This is the worst analogy I've ever heard.

The fact meat is more energetically dense than plants doesn't matter, as vegetable products can still be processed, baked, brewed, etc, into forms that are denser and easier for human consumption. If it were impossible to eat that many calories from vegetable products only, vegans would die.

You shouldn't be thinking about how much calories 1kg of the substance contains, but how much calories can be created in one acre where the substance is grown. If you grow 100,000 kcal of beef, then you had to grow 100,000 kcal of dry corn somewhere else because of conservation of energy. In practice it's even more than 100,000 because cows can't absorb with 100% efficiency. Living beings are terrible heat engines—a number that I've often see biologists throw around is 10%. So to produce those 100,000 calories in the form of beef you had to produce 1,000,000 calories of corn to actually feed the cows. If people just ate the corn directly, you would've been able to feed 10 times more people.

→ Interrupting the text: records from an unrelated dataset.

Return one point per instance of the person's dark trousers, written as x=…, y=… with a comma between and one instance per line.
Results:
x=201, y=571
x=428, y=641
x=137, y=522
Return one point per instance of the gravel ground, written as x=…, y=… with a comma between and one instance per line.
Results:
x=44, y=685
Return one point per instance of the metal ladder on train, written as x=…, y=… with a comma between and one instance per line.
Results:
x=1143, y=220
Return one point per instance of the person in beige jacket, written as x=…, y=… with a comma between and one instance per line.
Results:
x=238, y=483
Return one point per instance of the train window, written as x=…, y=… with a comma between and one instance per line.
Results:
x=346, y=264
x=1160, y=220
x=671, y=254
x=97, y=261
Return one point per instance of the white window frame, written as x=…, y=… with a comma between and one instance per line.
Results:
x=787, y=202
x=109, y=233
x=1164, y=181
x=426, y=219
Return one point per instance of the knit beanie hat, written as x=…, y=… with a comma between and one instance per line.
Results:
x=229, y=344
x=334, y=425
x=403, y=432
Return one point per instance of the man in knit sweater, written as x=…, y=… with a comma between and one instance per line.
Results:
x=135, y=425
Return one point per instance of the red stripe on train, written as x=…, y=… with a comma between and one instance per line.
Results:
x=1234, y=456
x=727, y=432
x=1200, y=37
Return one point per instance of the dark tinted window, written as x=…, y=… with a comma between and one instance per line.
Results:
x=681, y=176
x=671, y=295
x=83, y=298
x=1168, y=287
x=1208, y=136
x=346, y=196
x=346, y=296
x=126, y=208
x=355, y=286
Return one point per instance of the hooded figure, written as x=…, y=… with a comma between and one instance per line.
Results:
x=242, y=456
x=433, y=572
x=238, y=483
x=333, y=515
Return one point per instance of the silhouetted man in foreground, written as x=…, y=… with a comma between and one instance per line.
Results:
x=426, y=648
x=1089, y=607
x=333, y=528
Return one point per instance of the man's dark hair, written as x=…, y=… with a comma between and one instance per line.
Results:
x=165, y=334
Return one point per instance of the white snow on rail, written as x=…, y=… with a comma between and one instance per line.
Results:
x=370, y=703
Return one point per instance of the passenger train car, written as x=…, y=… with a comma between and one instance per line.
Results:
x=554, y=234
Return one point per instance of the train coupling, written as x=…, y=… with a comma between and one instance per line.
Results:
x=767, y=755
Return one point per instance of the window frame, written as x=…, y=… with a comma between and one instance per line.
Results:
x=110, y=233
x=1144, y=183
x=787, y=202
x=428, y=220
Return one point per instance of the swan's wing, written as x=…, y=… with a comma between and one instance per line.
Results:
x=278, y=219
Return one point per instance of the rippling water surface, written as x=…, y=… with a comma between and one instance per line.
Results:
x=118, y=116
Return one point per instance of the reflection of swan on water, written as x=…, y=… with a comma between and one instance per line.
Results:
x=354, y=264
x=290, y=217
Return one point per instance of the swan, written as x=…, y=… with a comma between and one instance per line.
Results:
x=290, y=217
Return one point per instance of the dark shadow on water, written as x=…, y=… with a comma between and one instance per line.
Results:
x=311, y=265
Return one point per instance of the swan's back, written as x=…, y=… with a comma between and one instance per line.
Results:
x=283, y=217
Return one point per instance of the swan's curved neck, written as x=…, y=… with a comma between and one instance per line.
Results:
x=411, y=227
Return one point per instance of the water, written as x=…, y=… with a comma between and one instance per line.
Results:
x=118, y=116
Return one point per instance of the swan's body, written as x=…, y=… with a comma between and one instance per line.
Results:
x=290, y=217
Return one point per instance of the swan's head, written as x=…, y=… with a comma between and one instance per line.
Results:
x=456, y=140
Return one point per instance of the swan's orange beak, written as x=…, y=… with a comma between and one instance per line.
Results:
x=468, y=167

So yeah, as much as meat is delicious, it's a terribly wasteful use of land. The fact you need to eat a big salad as oppose to a small steak to get the same number of calories is a minor inconvenience.

the carbon released from the animal came out of the air not too long ago

No, the methane is produced in the cow's digestive track by combining CO2 with H+ and free electrons; it;s not methane that existed before in the atmosphere. You lose a CO2 molecule and in return you get a brand new CH4 molecule. Methane is much potent in heating the planet than CO2, so you're worse off.

methane naturally breaks apart over a short period of time

Methane isn't an unstable molecule, it doesn't spontaneously break down. It can be removed from the atmosphere by free OH- radicals, but OH- doesn't magically appear. If there's too much methane, there won't be enough OH- to remove it, and the atmospheric concentration of methane will rise.